The results do not necessarily indicate support for Mamdani’s views on Israel. They also reflect the erosion of Netanyahu’s standing among American Jews. Seventy-three percent of respondents said Israel’s initial military response to the October 7 Hamas attack was justified, but only 42% supported the continuation of military operations in Gaza, compared with 43% who opposed them.
Thirty percent said they believed Israel had committed genocide in Gaza, while 49% rejected the claim. Only 33% supported the creation of a Palestinian state encompassing the West Bank, Gaza Strip and east Jerusalem, while 36% opposed the idea and 30% said they neither supported nor opposed it.
Mamdani’s popularity in the survey drew attention because he won only 26% of the Jewish vote in New York’s most recent mayoral election. Since taking office, he has faced sustained criticism from Jewish leaders and Zionist organizations over his positions on Israel and his support for pro-Palestinian activists.
He has refused to recognize Israel specifically as a Jewish state, said he would not visit the country and pledged to seek Netanyahu’s arrest should the Israeli prime minister enter New York, citing the International Criminal Court’s arrest warrant. That pledge could face a practical test in September, when Netanyahu is expected to travel to the city for the United Nations General Assembly.
Officials in Netanyahu’s office have already described the issue to ynet as a “headache” for the mayor.
Mamdani also boycotted this year’s annual Israel Day Parade, backed economic boycotts and divestment from Israel and supported congressional candidates who made harsh statements about the country.
His administration faced further embarrassment this week after it emerged that City Hall’s international affairs chief, Ana Maria Archila, had planned to meet Iran’s ambassador to the United Nations, Amir Saeid Iravani.
According to a report in the local outlet City Journal, the meeting was scheduled for July 7 at the United Nations and was to include two other senior city officials.
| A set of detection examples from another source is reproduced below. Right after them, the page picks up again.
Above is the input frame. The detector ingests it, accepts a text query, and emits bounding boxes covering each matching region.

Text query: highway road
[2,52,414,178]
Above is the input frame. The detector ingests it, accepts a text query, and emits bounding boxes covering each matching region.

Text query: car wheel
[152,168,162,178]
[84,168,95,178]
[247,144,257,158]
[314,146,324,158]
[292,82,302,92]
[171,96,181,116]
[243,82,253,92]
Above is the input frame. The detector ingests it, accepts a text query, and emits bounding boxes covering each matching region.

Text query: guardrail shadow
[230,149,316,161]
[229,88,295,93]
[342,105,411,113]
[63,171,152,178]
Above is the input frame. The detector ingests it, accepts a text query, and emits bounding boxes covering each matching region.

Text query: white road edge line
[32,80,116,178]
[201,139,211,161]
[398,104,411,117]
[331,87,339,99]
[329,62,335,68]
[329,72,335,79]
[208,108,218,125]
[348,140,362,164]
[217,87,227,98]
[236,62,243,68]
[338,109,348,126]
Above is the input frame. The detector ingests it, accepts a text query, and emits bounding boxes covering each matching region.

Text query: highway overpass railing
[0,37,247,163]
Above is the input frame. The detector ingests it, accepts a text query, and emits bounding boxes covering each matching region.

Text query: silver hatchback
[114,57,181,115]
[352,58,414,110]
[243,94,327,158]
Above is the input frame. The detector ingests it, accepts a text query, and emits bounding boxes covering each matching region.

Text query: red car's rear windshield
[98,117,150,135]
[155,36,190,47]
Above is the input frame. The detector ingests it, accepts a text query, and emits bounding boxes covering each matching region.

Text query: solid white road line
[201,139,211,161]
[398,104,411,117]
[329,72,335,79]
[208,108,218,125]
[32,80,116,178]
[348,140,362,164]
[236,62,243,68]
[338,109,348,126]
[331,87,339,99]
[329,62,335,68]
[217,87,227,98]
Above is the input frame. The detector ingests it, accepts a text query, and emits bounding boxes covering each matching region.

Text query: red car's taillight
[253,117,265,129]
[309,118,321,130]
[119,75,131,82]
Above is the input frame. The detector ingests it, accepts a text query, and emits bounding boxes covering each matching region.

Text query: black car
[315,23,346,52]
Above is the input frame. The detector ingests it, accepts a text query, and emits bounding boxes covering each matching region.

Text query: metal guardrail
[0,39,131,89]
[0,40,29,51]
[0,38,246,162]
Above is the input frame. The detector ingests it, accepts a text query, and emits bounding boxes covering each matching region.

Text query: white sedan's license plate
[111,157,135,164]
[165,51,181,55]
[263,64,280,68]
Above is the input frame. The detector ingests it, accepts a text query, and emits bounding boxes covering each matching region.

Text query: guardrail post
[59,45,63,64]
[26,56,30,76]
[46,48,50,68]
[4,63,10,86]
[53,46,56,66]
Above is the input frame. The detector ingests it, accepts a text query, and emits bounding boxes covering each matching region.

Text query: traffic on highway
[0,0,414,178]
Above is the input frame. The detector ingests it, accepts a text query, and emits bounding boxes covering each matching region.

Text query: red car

The State Department, which had not been informed in advance, intervened and clarified the limits of permissible contacts with Iranian officials.
The report said Archila had not informed Mamdani, was reprimanded and was ordered to cancel the meeting. “This meeting did not take place and will not take place,” the mayor’s office said.
It was the second time the State Department had intervened to block a planned diplomatic meeting involving Mamdani’s administration and a figure hostile to Israel. Last month, the Trump administration pressured Colombia to cancel a planned meeting between Mamdani and the country’s outgoing president, who is known for his anti-Israel rhetoric.
Mamdani and his representatives have not yet held a meeting with any official Israeli representative.
Tensions with the Israeli Consulate in New York also intensified over Mamdani’s wife, Rama Duwaji, who is serving as a co-host of a luxury women’s retreat in Corsica focused, according to the consulate, on Mary, the mother of Jesus, and solidarity with Palestinian women.
Participation in the retreat costs between approximately $3,100 and $5,260. Promotional material for previous workshops described Mary as “a Palestinian woman who gave birth under occupation.”
The consulate said Jesus was Jewish and was born in Judea to his Jewish mother, Mary, and accused those presenting him as Palestinian or implying he was Muslim of distorting history.
“The first lady of the city is pushing a false and dangerous narrative against Israel,” the consulate said, adding mockingly that calling Jesus Palestinian was “as ridiculous as claiming the New York Knicks lost the NBA championship.”
Against that backdrop, Mamdani appeared this week wearing a hard hat and holding a shovel beside Israeli-born businessman Tal Kerret, president of real estate giant Silverstein Properties, at the groundbreaking ceremony for 2 World Trade Center.
The 55-story, 1,227-foot tower will be the final commercial office building completed at the rebuilt World Trade Center site and is expected to serve as the new global headquarters of American Express. It is scheduled to open in 2031.
Mamdani said the project would create more than 3,200 construction jobs, inject nearly $6 billion into the city’s economy and support more than 20,000 jobs after completion.
“We stand today on sacred ground,” he said, at a ceremony that offered a different, and far rarer, image of the mayor’s relationship with Israelis in New York.